125 Cr.P.C. is a wild beast. It is the most powerful of all the weapons in the maintenance laws. Other maintenance laws are covered much better (from a man's perspective of course) under the law of limitations, for example. 125 Cr.P.C. is not. For example, maintenance cannot be waived pursuant to 125 Cr.P.C. but can be argued to be waived in civil proceedings, if not timely raised or if raised after many years (limitation Act).
As a general rule, Civil Proceedings against you, ruled in your favour, can be used to argue against Criminal proceedings filed against you, but not the other way around (Please confirm this statement). The logic is that the standard of proof in a criminal proceeding against you is higher than in a civil proceeding.

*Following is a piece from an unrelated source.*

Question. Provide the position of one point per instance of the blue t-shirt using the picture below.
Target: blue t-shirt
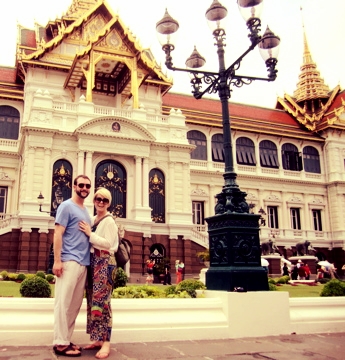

If there are two parallel proceedings... one in a civil court and another in a criminal court based upon the same factual allegations, then it is always better, if either one is ruled in your favor, to let the other party go for an appeal and lose. Why? If the High Court affirms the judgement, then the FACTUAL FINDINGS of the trial Court in that judgement, civil or criminal, are now cast in stone and all the lower courts, whether civil or criminal, are bound by these factual findings affirmed by the High Court, even if the Acts under which new proceedings are filed or currently ongoing, whether civil or criminal, are different. Of course, you need good legal skills to argue this. It is not merely a direct application of double jeopardy or res judicata but derived from the same concept. If the proceeding under which you prevailed (for e.g. in Family Court) was not appealed, you ought to argue that as it was not appealed, it has the same weight as that of a High Court Order. Frankly, this is a far-fetched argument but hey, why not?
I am not an advocate so even if my above statements turn out to be inaccurate, I hope that they provide some hints on possibilities you should explore!